Question 2.2: Impute missing data by the median of each column.
1. Count the total number of nulls in the data
2. Replace nulls with column medians
3. Count the total number of nulls in the data

In [None]:
print(f"Total nulls before imputation: {train.isnull().sum().sum()}")

train = train.fillna(train.median())

print(f"Total nulls after imputation: {train.isnull().sum().sum()}")

Question 2.3: Generate train validation (test) split of 70/30
1. Create the input variables `X` without 'SalePrice'
2. Create the target variable `y` which is 'SalePrice'
3. Do train-test split to split data into training and validation datasets

In [None]:
from sklearn.model_selection import train_test_split

X = train.drop('SalePrice', axis=1)
y = train['SalePrice']

X_train, X_test, y_train, y_test = train_test_split(X, y, test_size=0.3, random_state=42)

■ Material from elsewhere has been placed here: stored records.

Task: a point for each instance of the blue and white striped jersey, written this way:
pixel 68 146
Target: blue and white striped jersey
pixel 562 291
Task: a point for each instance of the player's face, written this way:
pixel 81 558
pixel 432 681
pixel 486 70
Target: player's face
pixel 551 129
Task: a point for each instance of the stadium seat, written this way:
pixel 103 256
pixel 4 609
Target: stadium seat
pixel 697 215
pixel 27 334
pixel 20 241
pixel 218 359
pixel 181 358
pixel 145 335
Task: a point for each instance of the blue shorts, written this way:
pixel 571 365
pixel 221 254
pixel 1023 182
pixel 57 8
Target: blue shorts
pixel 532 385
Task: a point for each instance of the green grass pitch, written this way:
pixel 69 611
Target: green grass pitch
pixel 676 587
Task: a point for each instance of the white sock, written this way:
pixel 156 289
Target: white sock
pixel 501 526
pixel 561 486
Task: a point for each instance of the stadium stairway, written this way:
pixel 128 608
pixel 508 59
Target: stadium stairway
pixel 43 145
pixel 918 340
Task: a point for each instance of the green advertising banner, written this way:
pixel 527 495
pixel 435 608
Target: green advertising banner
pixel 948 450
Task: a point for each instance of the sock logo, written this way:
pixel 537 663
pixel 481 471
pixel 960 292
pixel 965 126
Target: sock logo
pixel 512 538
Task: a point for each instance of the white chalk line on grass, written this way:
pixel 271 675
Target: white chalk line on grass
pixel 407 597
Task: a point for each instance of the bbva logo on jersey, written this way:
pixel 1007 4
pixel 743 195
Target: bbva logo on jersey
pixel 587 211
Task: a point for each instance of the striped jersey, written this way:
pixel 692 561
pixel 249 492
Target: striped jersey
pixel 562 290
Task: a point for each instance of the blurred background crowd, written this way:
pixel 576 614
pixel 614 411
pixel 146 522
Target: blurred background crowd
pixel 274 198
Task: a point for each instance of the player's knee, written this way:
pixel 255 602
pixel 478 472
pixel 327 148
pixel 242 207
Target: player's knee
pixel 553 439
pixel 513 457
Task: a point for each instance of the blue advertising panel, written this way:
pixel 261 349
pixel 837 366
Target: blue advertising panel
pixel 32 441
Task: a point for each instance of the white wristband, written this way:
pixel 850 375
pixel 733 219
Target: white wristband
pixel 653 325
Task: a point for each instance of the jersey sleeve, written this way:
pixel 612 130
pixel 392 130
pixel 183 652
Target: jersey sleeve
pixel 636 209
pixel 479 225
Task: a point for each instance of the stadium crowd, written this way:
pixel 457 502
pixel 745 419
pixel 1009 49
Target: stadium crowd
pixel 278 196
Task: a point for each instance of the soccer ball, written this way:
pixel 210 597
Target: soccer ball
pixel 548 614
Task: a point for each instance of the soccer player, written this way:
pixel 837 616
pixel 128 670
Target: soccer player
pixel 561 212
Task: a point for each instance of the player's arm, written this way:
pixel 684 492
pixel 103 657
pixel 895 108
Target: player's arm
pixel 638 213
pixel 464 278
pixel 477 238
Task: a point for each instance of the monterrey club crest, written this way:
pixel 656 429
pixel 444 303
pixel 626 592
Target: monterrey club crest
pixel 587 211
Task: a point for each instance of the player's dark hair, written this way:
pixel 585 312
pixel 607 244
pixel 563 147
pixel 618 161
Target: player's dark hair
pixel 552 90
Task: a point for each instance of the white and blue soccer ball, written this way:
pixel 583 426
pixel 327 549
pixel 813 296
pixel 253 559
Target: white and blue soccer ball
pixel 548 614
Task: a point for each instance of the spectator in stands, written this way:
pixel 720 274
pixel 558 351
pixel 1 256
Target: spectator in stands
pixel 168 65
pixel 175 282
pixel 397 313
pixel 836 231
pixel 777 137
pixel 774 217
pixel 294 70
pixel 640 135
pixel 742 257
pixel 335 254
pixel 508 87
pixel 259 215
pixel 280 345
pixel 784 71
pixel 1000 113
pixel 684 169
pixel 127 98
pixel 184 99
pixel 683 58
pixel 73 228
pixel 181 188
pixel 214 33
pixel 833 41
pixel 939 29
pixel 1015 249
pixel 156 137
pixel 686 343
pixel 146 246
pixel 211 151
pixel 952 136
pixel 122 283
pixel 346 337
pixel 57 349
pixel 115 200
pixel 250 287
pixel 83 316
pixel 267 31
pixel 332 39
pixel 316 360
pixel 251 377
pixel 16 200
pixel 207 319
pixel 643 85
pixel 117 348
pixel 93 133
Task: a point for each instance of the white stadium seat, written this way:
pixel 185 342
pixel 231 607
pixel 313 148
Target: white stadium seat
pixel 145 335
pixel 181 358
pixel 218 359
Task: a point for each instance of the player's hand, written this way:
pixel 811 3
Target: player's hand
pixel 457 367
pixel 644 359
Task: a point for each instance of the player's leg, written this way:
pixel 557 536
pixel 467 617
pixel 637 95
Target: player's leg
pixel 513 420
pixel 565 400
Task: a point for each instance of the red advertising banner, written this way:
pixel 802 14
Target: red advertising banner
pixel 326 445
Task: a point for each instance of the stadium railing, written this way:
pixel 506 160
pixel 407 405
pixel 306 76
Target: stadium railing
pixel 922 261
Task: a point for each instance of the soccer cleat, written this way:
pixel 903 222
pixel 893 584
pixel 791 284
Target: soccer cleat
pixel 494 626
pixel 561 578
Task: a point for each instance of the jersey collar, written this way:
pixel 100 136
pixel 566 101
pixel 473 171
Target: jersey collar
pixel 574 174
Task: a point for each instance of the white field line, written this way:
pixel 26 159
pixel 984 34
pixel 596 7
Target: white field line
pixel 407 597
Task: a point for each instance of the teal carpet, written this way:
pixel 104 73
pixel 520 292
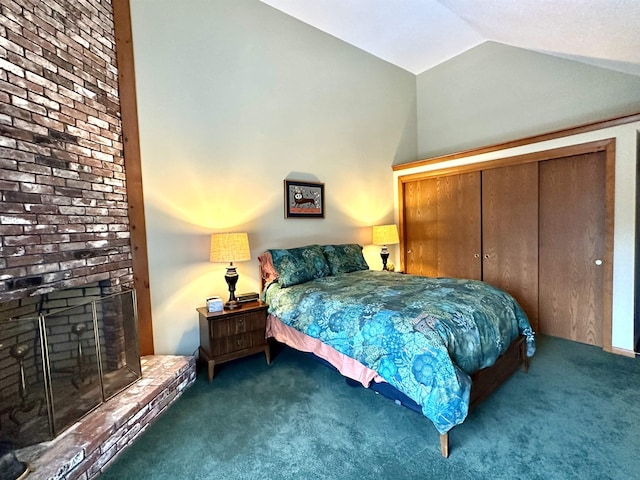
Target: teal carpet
pixel 575 415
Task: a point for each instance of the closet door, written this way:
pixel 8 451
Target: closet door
pixel 442 226
pixel 572 231
pixel 510 233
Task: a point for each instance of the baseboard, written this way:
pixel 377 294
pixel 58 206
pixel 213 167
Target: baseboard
pixel 624 352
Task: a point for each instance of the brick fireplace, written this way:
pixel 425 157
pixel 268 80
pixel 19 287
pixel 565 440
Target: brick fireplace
pixel 66 215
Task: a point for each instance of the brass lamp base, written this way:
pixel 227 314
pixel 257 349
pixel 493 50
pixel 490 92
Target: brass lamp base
pixel 232 305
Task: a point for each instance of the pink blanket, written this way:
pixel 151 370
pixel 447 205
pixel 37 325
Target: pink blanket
pixel 347 366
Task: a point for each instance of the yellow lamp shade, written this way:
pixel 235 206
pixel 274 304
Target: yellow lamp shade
pixel 385 235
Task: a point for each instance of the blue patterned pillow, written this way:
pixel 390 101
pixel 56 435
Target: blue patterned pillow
pixel 299 265
pixel 345 258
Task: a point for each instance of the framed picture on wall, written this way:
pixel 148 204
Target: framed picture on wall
pixel 303 199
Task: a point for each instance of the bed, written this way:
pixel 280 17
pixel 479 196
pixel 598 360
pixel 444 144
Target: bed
pixel 443 343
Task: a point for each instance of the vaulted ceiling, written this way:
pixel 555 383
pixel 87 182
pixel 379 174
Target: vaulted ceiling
pixel 419 34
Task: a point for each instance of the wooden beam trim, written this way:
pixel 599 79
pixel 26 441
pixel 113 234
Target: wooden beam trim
pixel 566 151
pixel 589 127
pixel 133 170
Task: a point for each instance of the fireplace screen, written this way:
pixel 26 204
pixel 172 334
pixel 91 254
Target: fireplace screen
pixel 57 367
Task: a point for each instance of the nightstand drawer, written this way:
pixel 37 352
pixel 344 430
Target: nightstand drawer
pixel 237 324
pixel 232 334
pixel 235 343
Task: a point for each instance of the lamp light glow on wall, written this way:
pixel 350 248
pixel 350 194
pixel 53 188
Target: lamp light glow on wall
pixel 230 247
pixel 385 235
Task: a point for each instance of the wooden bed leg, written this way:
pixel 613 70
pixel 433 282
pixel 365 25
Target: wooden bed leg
pixel 523 357
pixel 444 444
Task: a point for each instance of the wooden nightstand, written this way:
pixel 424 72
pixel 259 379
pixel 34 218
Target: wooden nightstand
pixel 233 334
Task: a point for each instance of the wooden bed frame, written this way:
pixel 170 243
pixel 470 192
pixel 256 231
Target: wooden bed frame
pixel 487 380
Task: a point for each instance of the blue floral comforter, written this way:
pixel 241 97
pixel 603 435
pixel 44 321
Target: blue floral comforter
pixel 425 336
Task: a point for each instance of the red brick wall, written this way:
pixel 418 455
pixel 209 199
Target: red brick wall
pixel 63 215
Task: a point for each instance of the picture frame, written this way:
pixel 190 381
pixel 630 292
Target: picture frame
pixel 303 199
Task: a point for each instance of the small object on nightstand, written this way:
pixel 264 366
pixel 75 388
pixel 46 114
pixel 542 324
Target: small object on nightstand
pixel 232 334
pixel 385 235
pixel 214 304
pixel 247 297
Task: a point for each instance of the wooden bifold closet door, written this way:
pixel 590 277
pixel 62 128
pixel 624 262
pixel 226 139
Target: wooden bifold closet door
pixel 442 226
pixel 510 233
pixel 572 250
pixel 537 229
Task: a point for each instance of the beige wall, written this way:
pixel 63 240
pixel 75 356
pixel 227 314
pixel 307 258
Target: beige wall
pixel 626 137
pixel 233 98
pixel 495 93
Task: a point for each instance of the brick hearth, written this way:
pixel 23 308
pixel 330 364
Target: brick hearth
pixel 87 448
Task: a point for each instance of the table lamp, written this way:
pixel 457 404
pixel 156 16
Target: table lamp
pixel 230 247
pixel 385 235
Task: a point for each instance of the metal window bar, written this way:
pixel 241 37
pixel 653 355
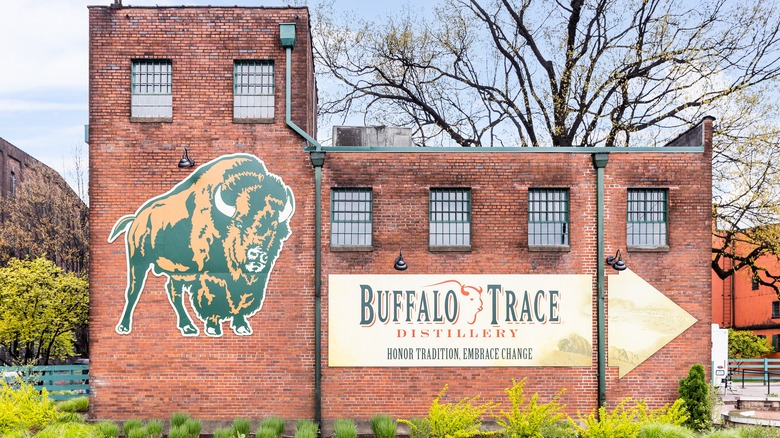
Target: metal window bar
pixel 647 217
pixel 351 217
pixel 253 89
pixel 548 217
pixel 152 88
pixel 450 217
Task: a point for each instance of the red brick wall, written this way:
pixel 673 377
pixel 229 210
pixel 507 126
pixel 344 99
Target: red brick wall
pixel 155 371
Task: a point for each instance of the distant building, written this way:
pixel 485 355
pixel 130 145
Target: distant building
pixel 13 163
pixel 273 276
pixel 40 212
pixel 740 302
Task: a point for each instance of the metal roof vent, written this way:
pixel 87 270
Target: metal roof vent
pixel 371 136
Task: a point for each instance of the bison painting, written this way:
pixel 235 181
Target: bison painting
pixel 216 236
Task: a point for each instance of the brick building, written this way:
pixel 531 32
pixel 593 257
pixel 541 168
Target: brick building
pixel 742 303
pixel 29 190
pixel 278 286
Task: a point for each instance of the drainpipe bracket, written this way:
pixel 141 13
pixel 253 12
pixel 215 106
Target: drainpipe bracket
pixel 600 160
pixel 317 158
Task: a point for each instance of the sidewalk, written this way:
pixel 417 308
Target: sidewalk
pixel 752 391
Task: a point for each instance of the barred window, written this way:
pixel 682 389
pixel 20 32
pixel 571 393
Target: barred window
pixel 647 217
pixel 151 85
pixel 253 89
pixel 351 221
pixel 450 217
pixel 548 217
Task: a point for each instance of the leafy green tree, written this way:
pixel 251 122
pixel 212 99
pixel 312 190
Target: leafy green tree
pixel 40 307
pixel 744 344
pixel 695 392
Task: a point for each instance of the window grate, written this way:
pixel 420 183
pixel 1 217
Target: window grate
pixel 351 217
pixel 152 88
pixel 548 217
pixel 253 89
pixel 450 217
pixel 647 217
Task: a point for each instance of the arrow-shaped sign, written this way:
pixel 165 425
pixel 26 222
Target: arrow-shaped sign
pixel 642 320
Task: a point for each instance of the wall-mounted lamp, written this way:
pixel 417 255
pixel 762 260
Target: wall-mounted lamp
pixel 400 264
pixel 186 161
pixel 617 262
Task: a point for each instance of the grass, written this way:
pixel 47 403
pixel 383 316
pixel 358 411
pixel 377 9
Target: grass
pixel 242 426
pixel 383 426
pixel 274 424
pixel 344 428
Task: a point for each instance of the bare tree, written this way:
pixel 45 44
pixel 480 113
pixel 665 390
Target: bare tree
pixel 746 188
pixel 531 72
pixel 579 72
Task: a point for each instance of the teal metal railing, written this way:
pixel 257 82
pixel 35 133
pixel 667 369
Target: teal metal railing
pixel 62 382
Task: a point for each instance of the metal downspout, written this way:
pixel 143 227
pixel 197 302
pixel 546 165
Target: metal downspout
pixel 317 158
pixel 600 162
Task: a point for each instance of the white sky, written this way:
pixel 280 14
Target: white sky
pixel 44 69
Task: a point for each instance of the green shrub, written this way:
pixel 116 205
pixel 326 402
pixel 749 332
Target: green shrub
pixel 107 429
pixel 383 426
pixel 757 432
pixel 242 426
pixel 179 431
pixel 266 432
pixel 626 419
pixel 80 404
pixel 69 430
pixel 70 417
pixel 193 427
pixel 154 427
pixel 461 420
pixel 344 428
pixel 22 407
pixel 130 425
pixel 664 430
pixel 560 429
pixel 418 427
pixel 18 433
pixel 695 391
pixel 138 432
pixel 179 418
pixel 722 433
pixel 224 432
pixel 306 429
pixel 528 417
pixel 273 423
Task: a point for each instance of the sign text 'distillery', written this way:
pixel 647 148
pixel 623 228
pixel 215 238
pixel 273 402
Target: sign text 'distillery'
pixel 460 320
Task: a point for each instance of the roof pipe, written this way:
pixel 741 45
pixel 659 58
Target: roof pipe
pixel 317 157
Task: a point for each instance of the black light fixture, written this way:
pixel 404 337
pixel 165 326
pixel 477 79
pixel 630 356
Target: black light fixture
pixel 400 264
pixel 617 262
pixel 186 161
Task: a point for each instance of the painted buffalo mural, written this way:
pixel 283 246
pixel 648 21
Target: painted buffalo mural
pixel 216 236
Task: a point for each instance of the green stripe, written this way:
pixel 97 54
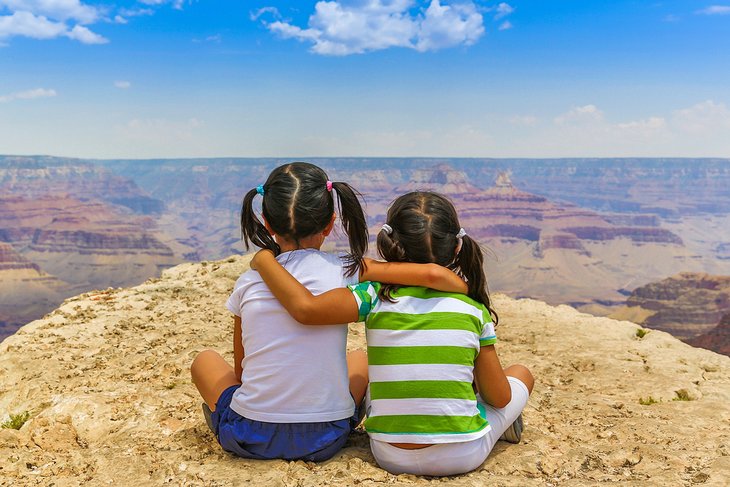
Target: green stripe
pixel 420 424
pixel 421 355
pixel 426 293
pixel 442 389
pixel 442 320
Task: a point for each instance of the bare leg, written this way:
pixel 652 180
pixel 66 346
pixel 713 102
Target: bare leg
pixel 522 373
pixel 357 370
pixel 212 375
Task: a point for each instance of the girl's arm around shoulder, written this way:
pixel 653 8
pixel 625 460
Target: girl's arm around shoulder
pixel 330 308
pixel 490 378
pixel 432 276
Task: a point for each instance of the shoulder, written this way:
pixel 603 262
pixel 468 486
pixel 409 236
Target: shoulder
pixel 445 302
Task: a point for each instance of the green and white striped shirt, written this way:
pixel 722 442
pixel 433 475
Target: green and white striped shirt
pixel 421 353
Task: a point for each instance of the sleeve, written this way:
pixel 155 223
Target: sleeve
pixel 233 304
pixel 488 336
pixel 366 296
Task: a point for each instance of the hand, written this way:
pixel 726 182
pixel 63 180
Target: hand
pixel 258 256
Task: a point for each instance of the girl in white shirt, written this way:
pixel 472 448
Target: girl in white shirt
pixel 293 390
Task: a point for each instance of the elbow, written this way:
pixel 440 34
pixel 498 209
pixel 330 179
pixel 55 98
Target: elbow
pixel 503 399
pixel 434 275
pixel 303 313
pixel 501 403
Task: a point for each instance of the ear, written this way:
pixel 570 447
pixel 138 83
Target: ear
pixel 328 229
pixel 268 227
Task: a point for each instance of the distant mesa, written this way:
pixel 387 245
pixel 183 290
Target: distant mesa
pixel 717 339
pixel 26 292
pixel 692 306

print(f"X_train shape: {X_train.shape}")
print(f"X_test shape: {X_test.shape}")
print(f"y_train shape: {y_train.shape}")
print(f"y_test shape: {y_test.shape}")

Question 3.1: Train a linear regression algorithm to predict `SalePrice` from the remaining features.

In [None]:
lr_model = LinearRegression()
lr_model.fit(X_train, y_train)
print("LinearRegression model trained.")

Question 3.2: Evaluate the model with RMSE. Report the performance on both training and test data. These numbers will serve as our benchmark performance.

In [None]:
from sklearn.metrics import mean_squared_error

# Predict on training and validation sets
y_train_pred_lr = lr_model.predict(X_train)
y_test_pred_lr = lr_model.predict(X_test)  # Assuming X_test and y_test are from Q2.3

# Calculate RMSE
lr_rmse_train = np.sqrt(mean_squared_error(y_train, y_train_pred_lr))
lr_rmse_test = np.sqrt(mean_squared_error(y_test, y_test_pred_lr))

print(f"Linear Regression RMSE on Training Data: {lr_rmse_train}")
print(f"Linear Regression RMSE on Validation Data: {lr_rmse_test}")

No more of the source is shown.